Why does memory bandwidth matter more than FLOPS?
FLOPS measure how fast a chip can do math. Many AI workloads are waiting on the weights, cache, and activations to arrive.
For inference, the binding constraint often shifts from compute to memory bandwidth. The chip with the biggest FLOPS number is not automatically the chip with the best token economics.
The model has to be read before it can answer
Every generated token requires the accelerator to touch model weights, activations, and often a growing key-value cache. The math is fast once the bytes are in the right place. The wait is moving those bytes through the memory hierarchy.
This is the memory wall. It shows up whenever the chip has enough arithmetic capacity but cannot feed it quickly enough.
Prefill and decode stress different machines
Prefill processes the prompt in parallel. It produces large matrix multiplies that keep tensor cores busy. Decode generates one token at a time. It produces skinny operations wrapped around memory reads.
That is why a long-context chat can feel expensive even when the model is not doing much new reasoning.
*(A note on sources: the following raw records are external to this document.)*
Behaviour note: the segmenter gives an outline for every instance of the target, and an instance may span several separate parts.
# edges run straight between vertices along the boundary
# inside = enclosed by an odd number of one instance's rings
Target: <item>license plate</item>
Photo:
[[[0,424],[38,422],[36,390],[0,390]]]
The system is repeatedly reading state to produce one more token.
HBM turns into the price of a token
High-bandwidth memory is scarce, expensive, and physically close to the compute die. In inference, its bandwidth can set tokens per second and therefore cost per useful answer.
A useful rule: if the workload is decode-heavy, read the HBM bandwidth line before the peak FLOPS line. If the workload is prefill-heavy, FLOPS start to matter again.
Software attacks the memory pattern
FlashAttention, paged attention, grouped-query attention, speculative decoding, quantization, and cache compression all share one motive: move fewer bytes, move them more predictably, or reuse them before they leave fast memory.
The algorithmic win and the chip win are joined. Better kernels make the same HBM go further. Better HBM lets the same model serve more tokens before the rack hits its economic limit.
The bottleneck rotates back into models
Once memory bandwidth becomes the constraint, model architecture changes. Smaller active parameter counts, mixture-of-experts routing, lower precision, and retrieval patterns are not just research ideas. They are ways to fit intelligence into the memory budget.
The memory wall is where chips stop being a hardware topic and become a model-design topic.